The cliché is that rivers form branching patterns, as the Amazon basin in the above map clearly shows. But few people stop to think that this branching is almost always smaller rivers joining into a larger one, instead of the opposite, and so we get games like Animal Crossing where you can choose from dozens of island layouts, every single one of which is hydrologically improbable.
Why do I care about this? Games are almost never meant to be fully realistic. They’re set in fantasy worlds, where for all we know rivers bifurcate all the time and trees grow fine even when they’re covered in snow 365 days a year.
One reason I care is that I am an insufferable nerd, and I like to pay attention to detail. This whole post, of course, is an exercise in pedantry. I won’t be mad if you ignore all my advice.
The other reason I care is that this is a good illustration of how creators are so often limited by their imaginations. The real universe is complex, so have no choice but to simplify it greatly, all the time. One of the ways we do that is clichés, which are essentially pre-packaged bundles of ideas. Pre-packaged ideas are extremely useful to gain speed and serve as building blocks to think deeper thoughts, but they do have downsides. They’re less interesting, because they tend to be used often. And they contain mistakes, which you won’t notice until you open the package and look inside.

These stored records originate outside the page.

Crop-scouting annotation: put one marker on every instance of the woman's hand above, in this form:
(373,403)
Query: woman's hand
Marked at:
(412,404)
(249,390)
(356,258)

Clichés are also self-reinforcing. Each time you see a snow biome with snowy trees, it makes you expect snow biomes in future games to also involve snowy trees. In a world where not that many people experience an actual permanently cold area, or an actual desert, or actually take the time to observe the moon and understand its cycle, then the cliché can become all that we have.
I opened this post with a painting from Ivan Shishkin, an artist whose work I find fascinating because it comes extremely close to photographic realism a few decades before color photography became widespread. It was fitting to pick a winter forest landscape, considering the topic. But I worry that this will reinforce the idea that Russia, a very northern country, is always covered in snow — an idea that is obviously false, but somehow gets a lot of mileage anyway. (Canada, where I live, gets this a lot too.)
I was going to close with another wintery painting by Shishkin that I find beautiful, In the wild north…. But the vast majority of his works depict forests during other seasons — snowy landscapes are only something like 5 paintings out of about 200!
So, in an effort to undo the cliché, let’s end by saying that the Russian Empire towards the end of the 19th century, although it sometimes looked icy and cold, also at times looked like this.
There is of course a TV trope page about how All Deserts Have Cacti.
When I put a moon in a story, I always double-check to ensure its phase aligns with the time of the day, season and whatnot. I've always wondered whether any readers thought of this.
This was such an enlightening post. I look forward to many more!